Entahlah yang jelas aku ingin sekali bekerja ke kota.
Keesokan harinya, aku diantar Ibu ke stasiun kereta. Kulihat wajah Ibu tak
seceria biasanya. Aku menjadi serba salah, tetap pergi atau menemani Ibu disini.
“Apa Ibu akan baik-baik saja selama aku di Semarang?” tanyaku cemas.
“Ibu nggak sendiri kok nduk, ada tetangga yang akan menemani Ibu disini.
Justru Ibu yang mengkhawatirkan kamu.” Tangan Ibu memegang erat lengaku.
“Kamu harus ingat Yul, jaga diri baik-baik. Jangan lupa sholat. Kalau kamu ada
masalah segera pulang. Jangan berlama-lama memendam masalah sendiri.”
Aku mengangguk. “Ibu jangan khawatir. Yulia akan baik-baik saja disana.”
Tiba-tiba kereta yang akan mengantarkanku ketempat tujuan memberi isyarat
akan segera berangkat.
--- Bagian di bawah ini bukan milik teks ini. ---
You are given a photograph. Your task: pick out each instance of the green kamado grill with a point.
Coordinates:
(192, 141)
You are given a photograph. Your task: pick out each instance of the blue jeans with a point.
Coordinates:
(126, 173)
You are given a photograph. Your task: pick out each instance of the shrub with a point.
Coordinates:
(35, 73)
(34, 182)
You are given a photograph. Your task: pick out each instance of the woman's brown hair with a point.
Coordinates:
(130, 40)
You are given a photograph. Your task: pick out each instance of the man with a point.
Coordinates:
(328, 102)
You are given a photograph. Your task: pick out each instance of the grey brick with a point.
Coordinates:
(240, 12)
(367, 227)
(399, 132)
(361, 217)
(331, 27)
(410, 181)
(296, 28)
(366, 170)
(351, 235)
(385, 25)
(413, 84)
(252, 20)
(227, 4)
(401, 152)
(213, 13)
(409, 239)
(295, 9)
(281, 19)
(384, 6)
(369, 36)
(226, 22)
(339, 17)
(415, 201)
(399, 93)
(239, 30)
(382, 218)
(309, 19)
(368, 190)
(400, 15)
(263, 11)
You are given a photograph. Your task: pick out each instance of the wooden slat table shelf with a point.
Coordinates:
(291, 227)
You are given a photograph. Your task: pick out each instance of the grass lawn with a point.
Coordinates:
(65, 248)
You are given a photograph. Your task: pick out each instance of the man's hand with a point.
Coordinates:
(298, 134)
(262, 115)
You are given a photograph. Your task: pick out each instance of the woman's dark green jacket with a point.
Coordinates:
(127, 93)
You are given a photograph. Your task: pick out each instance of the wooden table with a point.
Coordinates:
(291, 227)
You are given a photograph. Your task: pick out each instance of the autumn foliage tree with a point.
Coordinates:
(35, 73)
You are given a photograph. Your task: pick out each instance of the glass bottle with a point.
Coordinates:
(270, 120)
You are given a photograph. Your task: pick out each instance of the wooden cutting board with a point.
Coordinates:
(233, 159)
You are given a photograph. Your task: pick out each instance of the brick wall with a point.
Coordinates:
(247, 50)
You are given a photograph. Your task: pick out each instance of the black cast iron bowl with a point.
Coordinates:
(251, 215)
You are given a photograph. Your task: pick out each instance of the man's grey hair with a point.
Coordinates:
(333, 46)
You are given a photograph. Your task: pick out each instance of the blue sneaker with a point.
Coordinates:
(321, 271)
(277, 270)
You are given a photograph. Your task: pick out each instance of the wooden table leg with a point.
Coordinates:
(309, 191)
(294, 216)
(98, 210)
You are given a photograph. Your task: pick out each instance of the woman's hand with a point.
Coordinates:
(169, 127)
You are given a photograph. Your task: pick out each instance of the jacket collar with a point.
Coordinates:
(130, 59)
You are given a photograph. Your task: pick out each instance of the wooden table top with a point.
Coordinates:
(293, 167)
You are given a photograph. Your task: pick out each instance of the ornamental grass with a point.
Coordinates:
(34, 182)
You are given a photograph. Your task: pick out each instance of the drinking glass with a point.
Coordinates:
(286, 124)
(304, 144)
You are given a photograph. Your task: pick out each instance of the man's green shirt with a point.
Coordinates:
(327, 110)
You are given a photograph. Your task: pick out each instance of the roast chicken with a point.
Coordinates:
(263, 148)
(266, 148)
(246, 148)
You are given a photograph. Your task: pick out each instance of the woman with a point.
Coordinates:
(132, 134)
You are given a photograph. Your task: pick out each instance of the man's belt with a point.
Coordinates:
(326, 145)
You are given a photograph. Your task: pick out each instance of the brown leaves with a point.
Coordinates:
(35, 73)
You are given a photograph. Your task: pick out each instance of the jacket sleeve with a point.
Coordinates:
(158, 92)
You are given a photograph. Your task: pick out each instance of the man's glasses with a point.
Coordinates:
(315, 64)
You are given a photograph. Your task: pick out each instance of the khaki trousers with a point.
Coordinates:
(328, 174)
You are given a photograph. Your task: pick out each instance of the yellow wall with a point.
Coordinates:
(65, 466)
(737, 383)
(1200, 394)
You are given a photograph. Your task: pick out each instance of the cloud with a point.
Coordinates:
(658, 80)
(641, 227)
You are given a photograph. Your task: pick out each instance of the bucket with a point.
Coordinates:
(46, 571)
Aku memasuki gerbong kereta dengan cekatan.
Penumpang yang lain tak kalah sigapnya denganku. Kami saling berdesak-
desakkan. Ku lirik wajah Ibu dari kejauhan. Terlihat semburan kesedihan di
wajahnya. Apakah keputusanku merantau ke kota adalah pilihan tepat? Aku hanya
berdoa dan berharap semua akan baik-baik saja. Seperti kata Ibu.
***
Beberapa bulan di Semarang, aku mengalami ketidakberuntungan. Bulek
Hindun yang ku pikir berhati malaikat, ternyata berwujud serigala bererkor tiga.
Dia tak pernah bosan memarahiku di depan pembeli. Gaji selama menjadi
pegawainya hanya cukup untuk makan. Sisanya hanya cukup untuk membeli
kebutuhan hidup. Aku terkadang ingin pulang dan menangis dipangkuan Ibu. Ingin
sekali aku mengatakan bahwa keadaanku tidak begitu baik di Semarang.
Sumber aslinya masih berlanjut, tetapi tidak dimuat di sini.